Oregon quarterback Justin Herbert bypassed early entry to the NFL to come back for his senior season and cross a few more items off his collegiate checklist. Beating WSU may not necessarily be high among them, but winning a Pac-12 championship is. If Herbert can notch his first win over the Cougars while pushing Oregon one game closer to a division title, it’s all the better.

Herbert has received lofty praise from the defensive staff that’s spent the week planning for him. WSU interim defensive coordinator Roc Bellantoni listed the QB’s stats during a midweek interview, saying, “He’s got 24 touchdowns and one pick, I believe.”

Actually, it’s 21 touchdowns and one pick, but better to give the projected first-round NFL draft pick too much respect than not enough.

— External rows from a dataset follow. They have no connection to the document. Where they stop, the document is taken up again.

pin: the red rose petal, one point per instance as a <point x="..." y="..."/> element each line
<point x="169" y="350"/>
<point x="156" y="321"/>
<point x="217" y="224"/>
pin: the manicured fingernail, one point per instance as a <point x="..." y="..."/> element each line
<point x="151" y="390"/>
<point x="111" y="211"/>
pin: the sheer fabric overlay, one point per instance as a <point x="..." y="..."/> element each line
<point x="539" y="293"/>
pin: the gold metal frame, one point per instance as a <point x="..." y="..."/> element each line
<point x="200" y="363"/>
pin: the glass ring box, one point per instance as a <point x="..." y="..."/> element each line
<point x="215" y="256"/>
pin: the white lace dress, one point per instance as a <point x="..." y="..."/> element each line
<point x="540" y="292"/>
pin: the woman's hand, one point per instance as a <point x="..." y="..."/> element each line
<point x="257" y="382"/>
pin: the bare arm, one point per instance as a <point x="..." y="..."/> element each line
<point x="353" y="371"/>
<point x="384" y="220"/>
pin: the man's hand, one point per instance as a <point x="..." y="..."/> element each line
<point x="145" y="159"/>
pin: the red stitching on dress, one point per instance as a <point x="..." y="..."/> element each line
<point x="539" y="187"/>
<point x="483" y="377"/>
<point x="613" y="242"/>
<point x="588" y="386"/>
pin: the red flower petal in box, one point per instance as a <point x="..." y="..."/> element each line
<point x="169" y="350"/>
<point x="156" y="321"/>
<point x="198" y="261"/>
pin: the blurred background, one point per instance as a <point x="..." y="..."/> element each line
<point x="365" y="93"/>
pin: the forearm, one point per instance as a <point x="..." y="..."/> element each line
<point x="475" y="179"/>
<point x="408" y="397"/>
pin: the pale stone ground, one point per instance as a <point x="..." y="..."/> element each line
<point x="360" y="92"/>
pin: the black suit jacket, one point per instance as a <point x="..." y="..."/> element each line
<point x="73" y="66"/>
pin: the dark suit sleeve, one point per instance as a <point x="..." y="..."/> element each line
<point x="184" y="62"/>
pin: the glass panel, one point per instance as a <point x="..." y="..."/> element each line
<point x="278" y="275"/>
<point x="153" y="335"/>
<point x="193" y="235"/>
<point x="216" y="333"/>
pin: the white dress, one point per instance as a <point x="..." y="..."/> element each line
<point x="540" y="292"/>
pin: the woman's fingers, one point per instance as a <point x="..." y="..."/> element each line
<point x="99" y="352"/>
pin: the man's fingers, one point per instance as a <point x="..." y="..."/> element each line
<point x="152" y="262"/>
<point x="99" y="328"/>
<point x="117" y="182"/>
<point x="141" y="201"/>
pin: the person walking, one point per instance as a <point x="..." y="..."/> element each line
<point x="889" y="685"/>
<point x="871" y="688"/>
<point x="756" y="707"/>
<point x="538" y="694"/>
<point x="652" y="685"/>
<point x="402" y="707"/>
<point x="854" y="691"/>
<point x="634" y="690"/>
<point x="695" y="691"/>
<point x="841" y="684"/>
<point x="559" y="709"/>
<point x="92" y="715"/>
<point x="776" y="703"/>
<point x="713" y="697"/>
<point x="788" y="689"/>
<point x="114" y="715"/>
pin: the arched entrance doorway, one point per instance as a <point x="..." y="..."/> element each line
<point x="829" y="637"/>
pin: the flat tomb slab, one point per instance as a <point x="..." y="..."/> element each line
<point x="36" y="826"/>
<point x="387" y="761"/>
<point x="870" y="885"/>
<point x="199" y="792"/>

“He’s got a big-time arm. He make some throws that most humans are not able to make,” Bellantoni said. “A deep out to the other side of the field, and he’s hitting a guy right in the hands. The phrase we’ve used in our room is ‘He throws guys open.’ They may not be open, but he puts the ball where nobody else can catch it, and they get open. So yeah, he’s pretty amazing.”

For all of Herbert’s superlatives, he’s capable of having the occasional clunker, and the Cougars caught the quarterback on an average day last season. He completed 25 of 44 passes for 270 yards and a touchdown, but WSU’s pass rush pressured him in the first half and blanked the Ducks until the third quarter of a 34-20 Cougars win.

But Bellantoni, who was coaching defensive ends at Buffalo this time last year, isn’t willing to take the bait.

“There’s no reason he’s giving you to be optimistic other than you choose to be optimistic, right?” he said. “We’re just going to continue to try to do what we do and when the ball’s in the air, we’ll try to get it. If they’re holding the ball, we’ll try to strip it.”

A few takeaways would be good. The Cougars had three a week ago and emerged with their best defensive performance of the year.

Blocking out the noise won’t hurt, either. Fortunately, this WSU team already has had to do plenty of that this season.